El ritmo de la vida social detenido en las calles se incrementa en las casas, donde hay que hacerse con la informática sin profesor ni ayuda que no sea, también, telemática. El bucle de aprender telemáticamente a teletrabajar incrementa la aceleración. El capitalismo gerencial y la psicología positiva, que no resistirá a la recesión que viene, entienden al individuo como emprendedor de sí mismo y responsable de cuanto le acontezca. Si el nuevo trabajador siente ansiedad por la invasión de correos electrónicos, y por el deber de reciclarse en un trabajo no presencial, ello es signo de falta de flexibilidad, de fracaso. La carrera y el pasado laboral son menos importantes que la capacidad de adaptación on line. Quien no es flexible es antiguo, incapaz, sustituible. Además de la incertidumbre vital ante la nueva peste, tenemos que aceptar la retórica optimista del teletrabajo (en el caso del docente dar clase a una pantalla sin caras de alumnos, con mayor posibilidad de fraude en los exámenes. Copiar es fácil, no requiere dotes de imaginación). Incertidumbre y ausencia de control sobre el locus de trabajo llevan a la depresión. Esta es una enfermedad de la responsabilidad, de quien se explota a sí mismo encerrado con su ordenador sin descanso. Es asimismo la enfermedad de la insuficiencia, de la incapacidad de adaptarse a la aceleración técnica y social.

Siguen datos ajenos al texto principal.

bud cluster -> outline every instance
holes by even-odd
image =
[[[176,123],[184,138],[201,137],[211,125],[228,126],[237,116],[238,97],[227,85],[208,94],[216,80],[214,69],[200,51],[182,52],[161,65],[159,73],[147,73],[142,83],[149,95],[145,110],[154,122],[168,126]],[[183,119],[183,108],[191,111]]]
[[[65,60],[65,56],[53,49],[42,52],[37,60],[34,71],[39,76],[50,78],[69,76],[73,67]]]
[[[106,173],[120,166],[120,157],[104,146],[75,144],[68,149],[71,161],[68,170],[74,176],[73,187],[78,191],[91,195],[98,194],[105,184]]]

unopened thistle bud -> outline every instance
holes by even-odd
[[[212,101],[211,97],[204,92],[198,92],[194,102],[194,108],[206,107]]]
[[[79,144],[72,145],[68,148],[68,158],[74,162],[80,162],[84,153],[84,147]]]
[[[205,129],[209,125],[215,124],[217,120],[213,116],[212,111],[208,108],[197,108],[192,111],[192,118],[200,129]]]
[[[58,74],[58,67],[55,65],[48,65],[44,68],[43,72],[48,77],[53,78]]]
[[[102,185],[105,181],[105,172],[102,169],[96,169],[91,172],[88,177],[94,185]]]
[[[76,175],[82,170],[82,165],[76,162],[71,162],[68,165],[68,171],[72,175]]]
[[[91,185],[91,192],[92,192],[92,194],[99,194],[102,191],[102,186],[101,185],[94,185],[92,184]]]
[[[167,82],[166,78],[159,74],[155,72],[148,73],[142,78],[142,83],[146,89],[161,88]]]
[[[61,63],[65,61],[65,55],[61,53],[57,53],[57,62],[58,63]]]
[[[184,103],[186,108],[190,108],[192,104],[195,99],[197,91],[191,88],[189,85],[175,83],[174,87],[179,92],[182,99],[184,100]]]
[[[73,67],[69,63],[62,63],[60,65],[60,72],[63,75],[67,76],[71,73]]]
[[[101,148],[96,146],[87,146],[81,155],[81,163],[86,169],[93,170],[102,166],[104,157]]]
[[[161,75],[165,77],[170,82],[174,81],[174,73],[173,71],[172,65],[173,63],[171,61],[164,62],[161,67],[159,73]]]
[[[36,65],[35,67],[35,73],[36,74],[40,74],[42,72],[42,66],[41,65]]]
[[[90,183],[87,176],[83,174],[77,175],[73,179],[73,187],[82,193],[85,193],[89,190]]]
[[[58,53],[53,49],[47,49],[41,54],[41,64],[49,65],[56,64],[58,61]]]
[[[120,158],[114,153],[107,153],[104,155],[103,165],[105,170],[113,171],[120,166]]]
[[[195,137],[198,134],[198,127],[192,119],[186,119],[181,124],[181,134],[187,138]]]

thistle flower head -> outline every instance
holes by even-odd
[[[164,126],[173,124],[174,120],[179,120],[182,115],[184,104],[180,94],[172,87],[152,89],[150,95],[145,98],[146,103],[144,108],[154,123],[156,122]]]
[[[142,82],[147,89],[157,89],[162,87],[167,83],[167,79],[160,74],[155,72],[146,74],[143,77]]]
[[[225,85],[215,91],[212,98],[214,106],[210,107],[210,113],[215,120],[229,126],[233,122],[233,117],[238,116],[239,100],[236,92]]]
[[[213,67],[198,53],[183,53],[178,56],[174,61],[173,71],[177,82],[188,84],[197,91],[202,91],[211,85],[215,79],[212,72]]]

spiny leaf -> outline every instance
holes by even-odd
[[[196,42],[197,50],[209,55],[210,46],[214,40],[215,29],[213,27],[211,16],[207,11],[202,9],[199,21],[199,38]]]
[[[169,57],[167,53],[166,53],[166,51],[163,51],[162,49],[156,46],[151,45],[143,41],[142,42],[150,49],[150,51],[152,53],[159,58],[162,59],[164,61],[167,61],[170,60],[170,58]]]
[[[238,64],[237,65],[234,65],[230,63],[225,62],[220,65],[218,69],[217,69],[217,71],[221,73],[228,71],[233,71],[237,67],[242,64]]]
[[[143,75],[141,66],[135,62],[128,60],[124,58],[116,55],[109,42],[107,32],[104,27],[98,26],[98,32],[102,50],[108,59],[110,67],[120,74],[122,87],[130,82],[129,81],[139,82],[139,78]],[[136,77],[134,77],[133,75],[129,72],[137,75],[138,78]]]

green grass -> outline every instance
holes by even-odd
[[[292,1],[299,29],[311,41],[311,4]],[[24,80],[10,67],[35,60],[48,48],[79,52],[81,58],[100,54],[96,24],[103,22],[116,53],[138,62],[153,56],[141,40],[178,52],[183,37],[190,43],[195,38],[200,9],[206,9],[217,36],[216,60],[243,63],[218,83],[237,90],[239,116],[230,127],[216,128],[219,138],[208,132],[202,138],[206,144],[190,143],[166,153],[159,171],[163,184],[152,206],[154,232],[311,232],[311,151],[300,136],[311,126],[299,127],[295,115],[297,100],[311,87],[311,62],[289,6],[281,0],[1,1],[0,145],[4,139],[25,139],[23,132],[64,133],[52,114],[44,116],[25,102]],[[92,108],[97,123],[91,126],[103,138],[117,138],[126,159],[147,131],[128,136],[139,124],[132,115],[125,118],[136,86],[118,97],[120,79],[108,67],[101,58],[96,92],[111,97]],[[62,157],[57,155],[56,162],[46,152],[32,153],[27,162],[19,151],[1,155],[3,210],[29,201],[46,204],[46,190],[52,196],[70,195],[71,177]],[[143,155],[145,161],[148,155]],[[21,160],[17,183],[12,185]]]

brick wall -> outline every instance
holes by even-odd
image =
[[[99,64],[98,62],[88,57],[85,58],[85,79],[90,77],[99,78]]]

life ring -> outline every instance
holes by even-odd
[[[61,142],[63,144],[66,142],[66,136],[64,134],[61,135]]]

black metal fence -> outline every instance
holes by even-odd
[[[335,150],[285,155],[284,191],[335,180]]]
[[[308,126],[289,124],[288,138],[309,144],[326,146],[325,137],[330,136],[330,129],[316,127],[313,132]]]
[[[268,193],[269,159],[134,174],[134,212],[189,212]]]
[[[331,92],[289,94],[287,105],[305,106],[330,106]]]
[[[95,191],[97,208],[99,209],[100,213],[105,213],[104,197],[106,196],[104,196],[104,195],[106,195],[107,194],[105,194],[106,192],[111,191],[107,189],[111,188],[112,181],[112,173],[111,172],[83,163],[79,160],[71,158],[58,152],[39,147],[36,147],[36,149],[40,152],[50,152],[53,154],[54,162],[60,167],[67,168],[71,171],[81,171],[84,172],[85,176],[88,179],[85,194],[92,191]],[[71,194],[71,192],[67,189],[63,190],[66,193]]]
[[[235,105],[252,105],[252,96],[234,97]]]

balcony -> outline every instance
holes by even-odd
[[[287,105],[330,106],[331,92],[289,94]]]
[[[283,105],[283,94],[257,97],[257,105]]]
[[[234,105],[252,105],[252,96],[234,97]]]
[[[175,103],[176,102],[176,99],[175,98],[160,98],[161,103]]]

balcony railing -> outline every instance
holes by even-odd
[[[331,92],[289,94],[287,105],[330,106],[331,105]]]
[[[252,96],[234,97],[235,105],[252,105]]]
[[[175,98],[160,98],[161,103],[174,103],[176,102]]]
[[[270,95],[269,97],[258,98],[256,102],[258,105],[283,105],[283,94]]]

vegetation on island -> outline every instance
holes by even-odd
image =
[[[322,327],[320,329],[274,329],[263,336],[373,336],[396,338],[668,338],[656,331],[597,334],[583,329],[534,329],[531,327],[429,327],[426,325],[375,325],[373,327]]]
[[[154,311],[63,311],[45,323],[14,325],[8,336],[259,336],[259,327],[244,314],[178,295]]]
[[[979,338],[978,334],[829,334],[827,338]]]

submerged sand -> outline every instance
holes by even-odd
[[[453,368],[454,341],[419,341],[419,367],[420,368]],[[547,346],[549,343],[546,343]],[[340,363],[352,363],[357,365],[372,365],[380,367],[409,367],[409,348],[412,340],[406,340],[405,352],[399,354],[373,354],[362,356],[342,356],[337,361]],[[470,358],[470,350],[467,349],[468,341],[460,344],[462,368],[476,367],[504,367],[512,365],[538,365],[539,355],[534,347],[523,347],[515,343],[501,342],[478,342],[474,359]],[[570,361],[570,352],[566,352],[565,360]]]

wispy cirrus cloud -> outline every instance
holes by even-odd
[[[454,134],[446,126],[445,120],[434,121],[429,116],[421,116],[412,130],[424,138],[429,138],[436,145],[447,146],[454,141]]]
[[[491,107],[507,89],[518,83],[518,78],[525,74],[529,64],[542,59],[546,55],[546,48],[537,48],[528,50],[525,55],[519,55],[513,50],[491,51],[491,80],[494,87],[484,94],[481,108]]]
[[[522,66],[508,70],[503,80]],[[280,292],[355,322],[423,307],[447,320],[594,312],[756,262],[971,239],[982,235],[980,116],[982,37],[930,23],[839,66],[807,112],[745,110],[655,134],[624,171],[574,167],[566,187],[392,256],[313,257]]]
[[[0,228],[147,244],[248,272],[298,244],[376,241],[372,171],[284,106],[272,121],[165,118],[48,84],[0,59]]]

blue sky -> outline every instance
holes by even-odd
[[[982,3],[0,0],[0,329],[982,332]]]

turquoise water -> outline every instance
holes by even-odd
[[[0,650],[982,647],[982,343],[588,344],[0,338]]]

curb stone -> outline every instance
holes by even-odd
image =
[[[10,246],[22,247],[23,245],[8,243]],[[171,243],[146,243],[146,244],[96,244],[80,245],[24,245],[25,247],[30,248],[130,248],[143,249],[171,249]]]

En este paisaje baldío que recuerda a Dick, Orwell, Ballard y a Cormac McCarthy los ciudadanos deben recuperar la confianza en su Gobierno. Que este deje de crear falsas esperanzas con vaguedades sobre la desescalada. Si vamos a estar encerrados sin libertad de movimientos, y sin lugares de cultura y educación, hay que saber por cuánto tiempo. La esperanza es un sentimiento engañoso. Tras el choque de saber cuántos meses nos esperan es menester volver a la virtud antigua del coraje, del valor, del aguante. Y el grito pregonado por Churchill durante los bombardeos de Londres. Si esto es una guerra, dígannos algo de los planes a medio y largo plazo. No valen los datos cambiantes ni ninguna forma de “positivismo” político y tecnófilo. Es el momento de proponer la empatía con los voluntarios y con unos profesionales que representan lo mejor de la sociedad civil. Para que dichas virtudes cívicas se extiendan. Un relato nuevo generaría una ciudadanía cívica y empática. Una Vida Buena y racional en tiempos de desastre. Una ciudadanía educada en costumbres morales pedirá cuentas a un Gobierno democrático responsable.

Helena Béjar es catedrática de Sociología. Autora de Felicidad: la salvación moderna (Tecnos).